I really have to be consistent with my blog posts! It has been one month without a post. I guess life does take over sometimes. Right now, I'm actually sitting on my back deck, on a beautiful Sunday morning...well it's actually 1pm now. Drinking an iced latte....thinking about my Nana. She loves iced coffee. She will be 95 this August.
It might sound a bit weird, but on Sunday mornings, I really do a lot of thinking/pondering about my life. I have so much on my mind lately. Where I should be, what I should be doing, etc. Kenny will be going away for 10 weeks to Charlotte,NC. for the Wachovia/Wells Fargo merger. He's a Corporate Trainer, where travel is common, but this is a bit much. I feel that we never get that couple of days of just enjoying eachother without any worries. Whether it be travel, money, jobs, house...etc.

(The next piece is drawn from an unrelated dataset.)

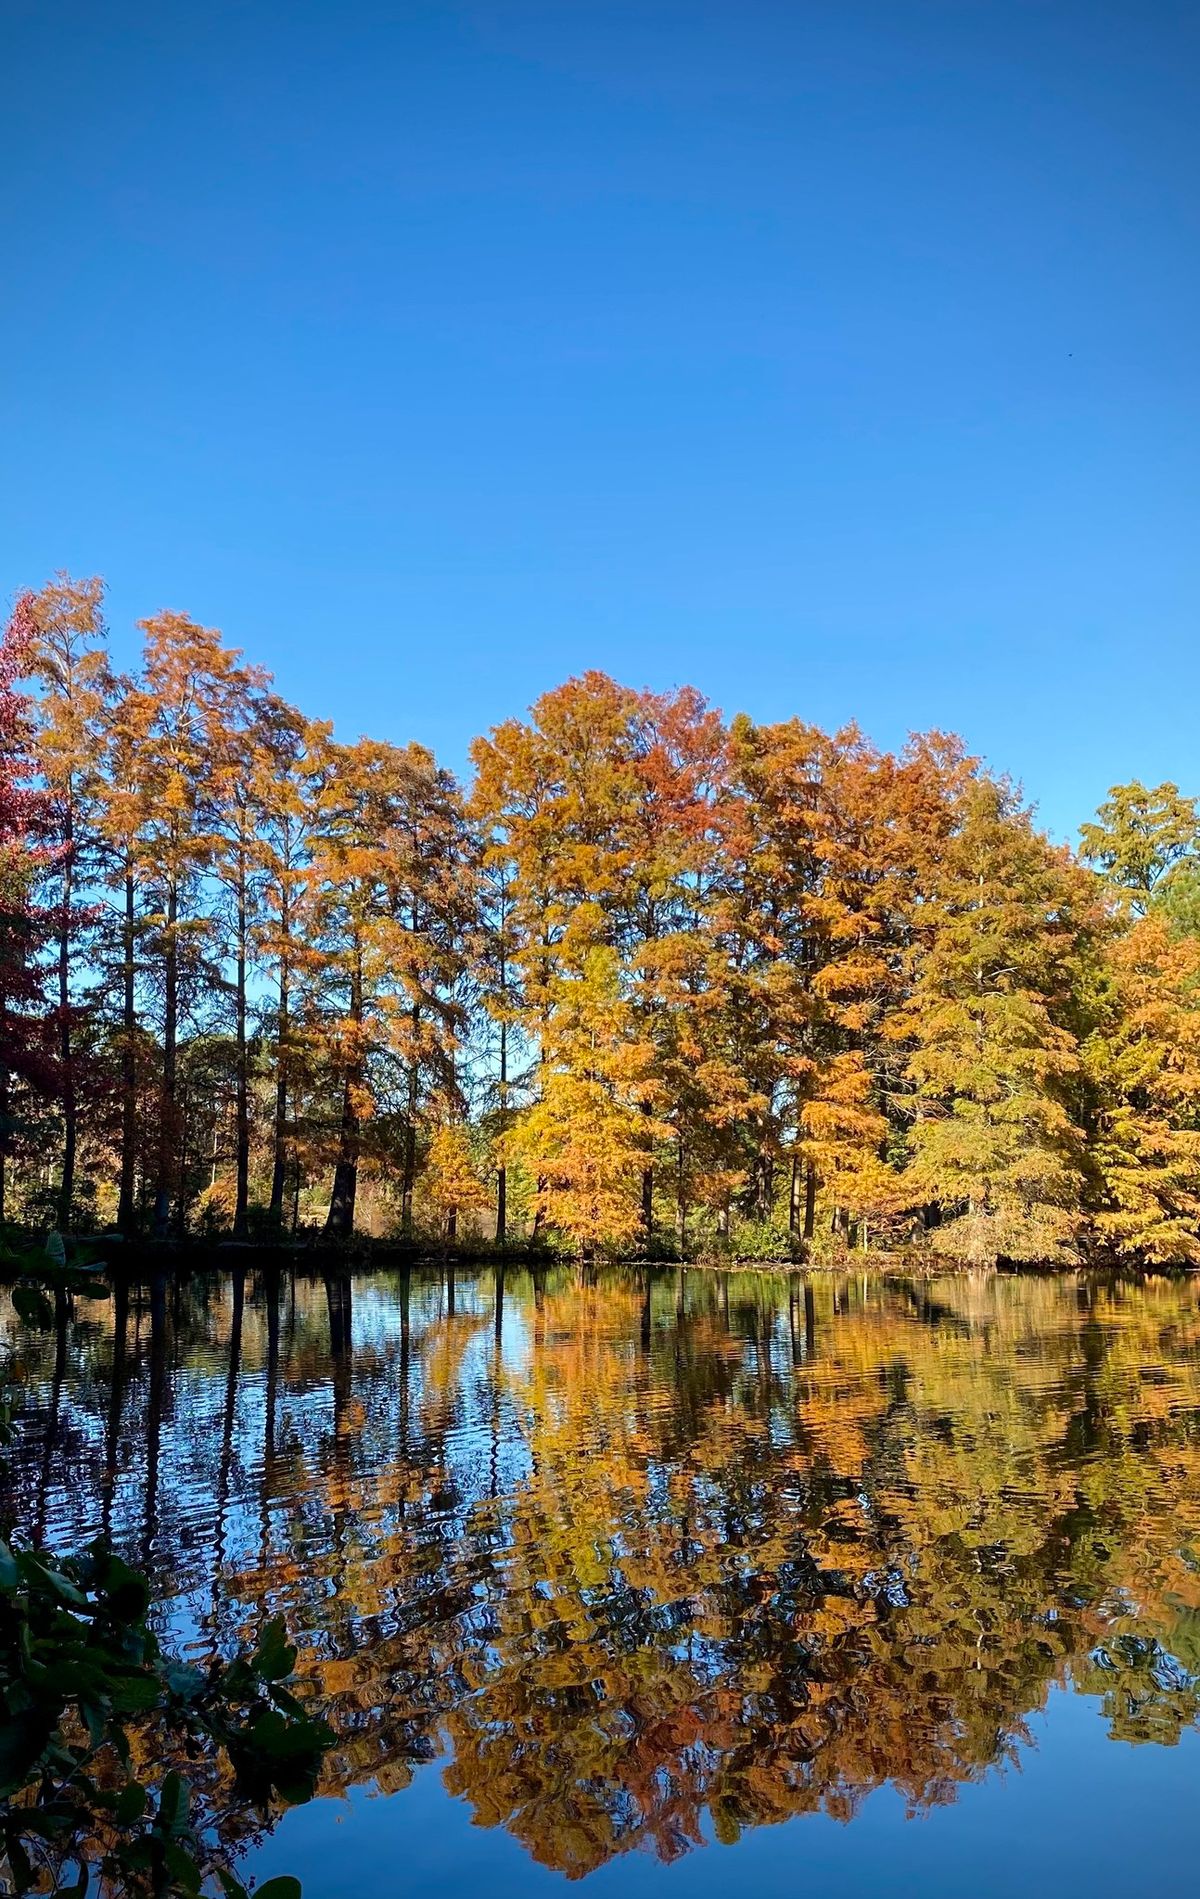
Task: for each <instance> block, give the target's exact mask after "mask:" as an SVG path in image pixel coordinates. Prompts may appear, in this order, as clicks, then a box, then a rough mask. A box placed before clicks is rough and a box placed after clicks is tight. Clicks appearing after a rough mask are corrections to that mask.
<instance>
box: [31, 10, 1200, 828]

I know that's life...but it seems so hard sometimes to just "be" happy. There are a lot of things that make me happy...of course. Sometimes I feel that I can't be happy for myself, if other things in my life aren't fulfilled. I know I have to get over that, and take the plunge. I must do what I feel in my heart is right for me and my soul. I need to feed my soul....Once I start doing so...I believe everything will fall into place...
***One of the things that makes me happy. Fav pic from San Juan, P.R. last summer.